The Huo family were migrants from Shanxi Province arriving in Tianjin during the late Qing Dynasty. Huo Yuanjia's father Huo Endi, the sixth generation of Huos to practise Mizong Boxing*, had worked as a bodyguard for twelve years and was highly regarded. As a child, Huo Yuanjia was frail and delicate; thus, his father considered him unfit for martial arts training. The elder Huo, therefore, did not teach him the martial arts of Mizong Boxing handed down from the older generation of the Huo family. Yuanjia was ordered to concentrate on his studies, but he could not reconcile himself to this allocation of priorities. Early every morning while his father was teaching his nine brothers Mizong Boxing, he would climb up the tree in front of the training hall to eavesdrop. He firmly grasped in his mind every movement his father demostrated to his brothers and secretly practised what he learned for more than a dozen years. Yuanjia eventually attained perfection in Mizong Boxing, exceeding the skills of his brothers.

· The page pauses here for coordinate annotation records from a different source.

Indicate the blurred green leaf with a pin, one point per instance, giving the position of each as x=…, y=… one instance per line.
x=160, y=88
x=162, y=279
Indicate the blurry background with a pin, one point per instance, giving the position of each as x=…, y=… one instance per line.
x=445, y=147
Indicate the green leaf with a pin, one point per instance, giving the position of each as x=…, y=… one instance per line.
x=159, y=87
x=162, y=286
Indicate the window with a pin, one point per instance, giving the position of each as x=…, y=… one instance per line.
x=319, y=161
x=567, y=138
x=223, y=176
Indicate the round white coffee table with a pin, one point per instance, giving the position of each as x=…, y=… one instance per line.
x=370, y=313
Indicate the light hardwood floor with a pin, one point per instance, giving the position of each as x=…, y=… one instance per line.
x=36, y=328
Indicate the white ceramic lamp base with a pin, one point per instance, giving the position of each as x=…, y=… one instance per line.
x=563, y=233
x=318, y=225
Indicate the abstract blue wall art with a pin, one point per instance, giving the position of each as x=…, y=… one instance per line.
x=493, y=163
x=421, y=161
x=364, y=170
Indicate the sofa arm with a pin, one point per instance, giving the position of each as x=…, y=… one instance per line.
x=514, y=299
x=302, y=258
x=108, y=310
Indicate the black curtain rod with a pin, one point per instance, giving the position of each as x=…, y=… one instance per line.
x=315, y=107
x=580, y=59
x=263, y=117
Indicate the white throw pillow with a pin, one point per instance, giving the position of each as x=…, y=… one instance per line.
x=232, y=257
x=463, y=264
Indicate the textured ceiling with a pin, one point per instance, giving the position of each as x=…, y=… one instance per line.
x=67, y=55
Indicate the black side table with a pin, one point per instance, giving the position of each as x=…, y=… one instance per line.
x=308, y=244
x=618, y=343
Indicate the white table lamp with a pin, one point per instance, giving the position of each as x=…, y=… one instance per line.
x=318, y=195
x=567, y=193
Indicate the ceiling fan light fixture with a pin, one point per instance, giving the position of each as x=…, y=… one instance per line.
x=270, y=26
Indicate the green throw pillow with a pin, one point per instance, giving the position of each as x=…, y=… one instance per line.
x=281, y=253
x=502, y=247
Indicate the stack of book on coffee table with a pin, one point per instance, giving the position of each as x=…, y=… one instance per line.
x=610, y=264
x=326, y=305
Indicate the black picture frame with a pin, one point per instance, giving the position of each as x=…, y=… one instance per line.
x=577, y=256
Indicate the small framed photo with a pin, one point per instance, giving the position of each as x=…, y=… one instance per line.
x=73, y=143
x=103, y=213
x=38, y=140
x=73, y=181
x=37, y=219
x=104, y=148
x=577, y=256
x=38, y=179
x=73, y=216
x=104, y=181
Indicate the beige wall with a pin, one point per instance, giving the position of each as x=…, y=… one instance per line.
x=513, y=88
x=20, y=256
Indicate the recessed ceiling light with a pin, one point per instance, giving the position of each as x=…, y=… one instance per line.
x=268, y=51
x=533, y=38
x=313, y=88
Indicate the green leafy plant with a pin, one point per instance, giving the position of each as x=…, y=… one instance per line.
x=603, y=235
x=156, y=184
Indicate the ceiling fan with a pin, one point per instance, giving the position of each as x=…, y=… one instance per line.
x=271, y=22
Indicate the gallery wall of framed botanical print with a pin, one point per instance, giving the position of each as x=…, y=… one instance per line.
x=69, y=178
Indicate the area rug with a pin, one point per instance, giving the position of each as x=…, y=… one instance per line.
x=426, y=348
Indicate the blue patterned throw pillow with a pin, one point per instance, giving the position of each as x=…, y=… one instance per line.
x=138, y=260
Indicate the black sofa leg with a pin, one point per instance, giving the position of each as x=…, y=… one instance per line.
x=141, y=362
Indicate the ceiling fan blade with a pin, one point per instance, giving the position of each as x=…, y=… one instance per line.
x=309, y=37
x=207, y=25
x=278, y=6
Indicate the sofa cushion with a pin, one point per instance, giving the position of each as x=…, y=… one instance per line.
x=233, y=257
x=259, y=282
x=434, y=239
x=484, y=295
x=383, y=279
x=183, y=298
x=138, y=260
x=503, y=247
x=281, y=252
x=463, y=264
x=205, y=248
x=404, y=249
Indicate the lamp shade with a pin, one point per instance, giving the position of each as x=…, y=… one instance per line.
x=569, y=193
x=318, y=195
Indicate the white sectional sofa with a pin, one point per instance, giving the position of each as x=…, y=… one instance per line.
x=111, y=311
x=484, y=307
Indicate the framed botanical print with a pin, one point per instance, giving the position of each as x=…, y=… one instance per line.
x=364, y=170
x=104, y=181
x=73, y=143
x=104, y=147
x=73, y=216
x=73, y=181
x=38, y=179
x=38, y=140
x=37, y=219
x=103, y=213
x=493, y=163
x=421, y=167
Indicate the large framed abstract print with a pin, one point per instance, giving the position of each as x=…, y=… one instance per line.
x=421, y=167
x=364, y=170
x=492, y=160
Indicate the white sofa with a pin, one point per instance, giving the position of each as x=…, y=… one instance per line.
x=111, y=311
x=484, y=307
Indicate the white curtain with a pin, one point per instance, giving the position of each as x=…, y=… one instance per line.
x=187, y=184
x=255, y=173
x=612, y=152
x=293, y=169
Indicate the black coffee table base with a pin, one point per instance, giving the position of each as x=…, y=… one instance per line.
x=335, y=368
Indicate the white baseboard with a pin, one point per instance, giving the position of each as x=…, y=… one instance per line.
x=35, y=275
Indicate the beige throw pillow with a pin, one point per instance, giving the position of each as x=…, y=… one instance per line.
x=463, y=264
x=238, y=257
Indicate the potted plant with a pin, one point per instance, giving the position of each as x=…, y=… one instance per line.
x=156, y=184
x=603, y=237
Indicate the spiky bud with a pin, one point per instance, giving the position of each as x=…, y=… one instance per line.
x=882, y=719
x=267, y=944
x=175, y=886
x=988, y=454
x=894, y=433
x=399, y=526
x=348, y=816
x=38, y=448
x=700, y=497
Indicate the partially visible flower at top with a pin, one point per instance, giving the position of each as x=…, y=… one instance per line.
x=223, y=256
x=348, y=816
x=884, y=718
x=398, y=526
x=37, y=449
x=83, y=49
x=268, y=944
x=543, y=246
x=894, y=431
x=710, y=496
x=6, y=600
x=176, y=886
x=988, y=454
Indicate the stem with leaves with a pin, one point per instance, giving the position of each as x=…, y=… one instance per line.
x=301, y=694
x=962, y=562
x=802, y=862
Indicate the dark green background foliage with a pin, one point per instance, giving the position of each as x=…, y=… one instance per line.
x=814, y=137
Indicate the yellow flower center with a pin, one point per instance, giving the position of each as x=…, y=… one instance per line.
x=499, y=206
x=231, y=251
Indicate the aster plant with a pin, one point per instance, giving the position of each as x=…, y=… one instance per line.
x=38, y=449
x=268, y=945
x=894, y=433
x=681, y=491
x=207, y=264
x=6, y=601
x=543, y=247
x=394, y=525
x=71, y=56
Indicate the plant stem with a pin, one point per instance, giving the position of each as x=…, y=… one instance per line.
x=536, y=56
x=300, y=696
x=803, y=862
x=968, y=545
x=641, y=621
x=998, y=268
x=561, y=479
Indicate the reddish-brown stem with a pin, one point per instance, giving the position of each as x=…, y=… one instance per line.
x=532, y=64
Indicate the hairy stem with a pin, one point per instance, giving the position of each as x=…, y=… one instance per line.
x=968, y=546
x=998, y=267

Tianjin traditionally has been a port city of strategic significance. In l860, Tianjin was forced to become an open trading port. The demarcation of British, French and American concessions within the city was followed by an influx of foreigners. Among these foreigners were the legendary Veronica, a Russian of unusual size and strength, and Myerson, a powerful American boxer nicknamed "Killer". On separate occasions, they reputedly challenged Chinese kungfu masters in Tianjin and Shanghai to a fight and insulted the Chinese by calling them "the sickmen of the Orient". Huo Yuanjia boldly stepped forward and accepted their challenges. In the ensuing matches, he broke the left arm of Myerson and bested the gigantic Veronica. These two exploits were given coverage by newspapers in St. Petersburg and New York.

To promote the development of martial arts and to ensure that Chinese would not be insulted again, Huo Yuanjia set up the Jingwu Physical Training Society in Shanghai. Here he taught his disciples all that he knew about Mizong Boxing, in the process discarding the old family credo that no outsider should be given access to this skill. In addition, he invited masters of other kungfu schools to be coaches so that his disciples could also benefit from other types of boxing.

In l9l0, Huo Yuanjia became seriously ill with tuberculosis and was bedridden. Prior to his illness, he had easily defeated ten Japanese judo masters within a very short time. Some people reckoned from this event that Huo was a victim of a revenge murder perpetrated by a Japanese vagabond, but this is nothing more than an unsubstantiated rumor. The fact is that Huo Yuanjia had lived frugally to save every cent for the establishment and administration of the Jingwu Society, being parsimonious to the extent that very plain foods such as water-soaked rice and salted vegetables were his daily fare. At the same time, he was inclined to exert himself so hard that he overtaxed the limits of his strength. When he finally developed tuberculosis, he would never regain his good health. He never recovered and died on September l4 of the same year at the age of 42.